Dopo la ferita dei bombardamenti del 1943, che avevano raso al suolo buona parte del cento storico, Cagliari negli anni del boom economico (i Cinquanta e poi per tutti i Sessanta), era cresciuta. Sede dell’amministrazione regionale, centro politico ma anche economico dell’isola. Un’imprenditoria quasi tutta legata ai traffici commerciali con la penisola, comprare e rivendere, rivendere e comprare. Poca industria vera, sino all’arrivo dei Moratti con la loro raffineria a Sarroch, sul finire degli anni Sessanta. Ma anche, in una città in tumultuoso sviluppo urbanistico,speculatori edilizi e palazzinari. Nei primi anni Settanta a Sant’Elia accaddero due cose che cambiarono per sempre il volto del quartiere: la decisione di trasformare la ex zona paludosa bonificata in un’area di edilizia popolare e quella di costruire al limite est il nuovo stadio del Cagliari Calcio.
Decisioni prese da un’amministrazione comunale di segno moderato, dominata dalle correnti democristiane più conservatrici. Alle quali, però, nessuno si oppose. Cagliari cresceva in popolazione a ritmi esponenziali, la fame di case era grande.
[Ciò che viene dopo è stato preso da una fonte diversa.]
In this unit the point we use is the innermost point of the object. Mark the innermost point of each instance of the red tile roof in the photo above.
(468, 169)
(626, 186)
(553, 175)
E poi la squadra di football era quella dello scudetto, la squadra di Gigi Riva “Rombo di tuono”: si poteva negare all’undici guidato da Manlio Scopigno, che aveva regalato a una città mezzo nobile d’antico lignaggio iberico e mezzo stracciona un sogno che sembrava impossibile? No. E così, sotto la piccola collina dove continuavano a stare i pescatori, nell’avvallamento dove prima era soltanto acqua stagnante e saline, sorsero enormi orrendi palazzoni dove mettere quelli che cercavano casa e non potevano permettersi i prezzi di mercato. E insieme ai casermoni, lo stadio nuovo. Due simboli del benessere conquistato, una carta di credito per l’ingresso nel palcoscenico sul quale si costruiva una miserevole identità nazionale.